Sql Data Cleaning Project

Introduction

Data cleansing is the process of correcting inaccurate, missing, duplicate, or otherwise erroneous data in a dataset. It is also known as data cleaning or data scrubbing. This process involves identifying and fixing data mistakes by adding, deleting, or altering them. It is a key step in the preparation of data since it maintains the reliability and accuracy of the data used for analysis or machine learning algorithms. In this project, the objective is to clean and prepare raw data for analysis.

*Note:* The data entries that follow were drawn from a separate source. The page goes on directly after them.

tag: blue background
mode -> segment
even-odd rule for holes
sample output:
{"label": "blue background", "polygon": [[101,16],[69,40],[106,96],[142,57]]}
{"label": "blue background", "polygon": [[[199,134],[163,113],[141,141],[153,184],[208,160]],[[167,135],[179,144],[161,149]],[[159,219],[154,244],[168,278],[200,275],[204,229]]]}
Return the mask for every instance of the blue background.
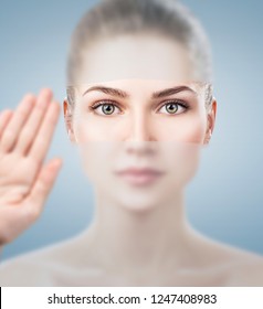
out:
{"label": "blue background", "polygon": [[[192,225],[218,241],[263,254],[262,72],[263,1],[185,0],[211,41],[217,126],[190,183],[187,211]],[[0,108],[13,108],[27,92],[49,86],[65,96],[70,35],[95,1],[1,0]],[[76,235],[91,221],[92,190],[61,117],[49,158],[63,170],[41,219],[2,258]]]}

Data cleaning is crucial in ensuring that data is reliable as it gets increasingly integrated into business operations and decision-making. Apart from organizing raw data in a structured format, data cleaning has many benefits, such as: Makes Data Analytics-Ready, Enhances Operational Efficiency, Promotes Better Business Decision-Making, and effects Cost-Effective Solution.

Data Cleaning Procedure

Firstly, the dataset was imported into MYSQL, and before any transformation is applied to the dataset, the raw dataset is copied to a staging table where the transformation is applied to ensure the raw data set is still intact in case of errors. The dataset is a list of companies from around the world, the industries they belong to, and the layoffs they had carried out between a three year period, 2020 to 2023. Cleaning this dataset will enable us to get the right insights into which industries and companies where most affected by layoffs. Also, we will get insights into the period in years when the most layoffs were carried out.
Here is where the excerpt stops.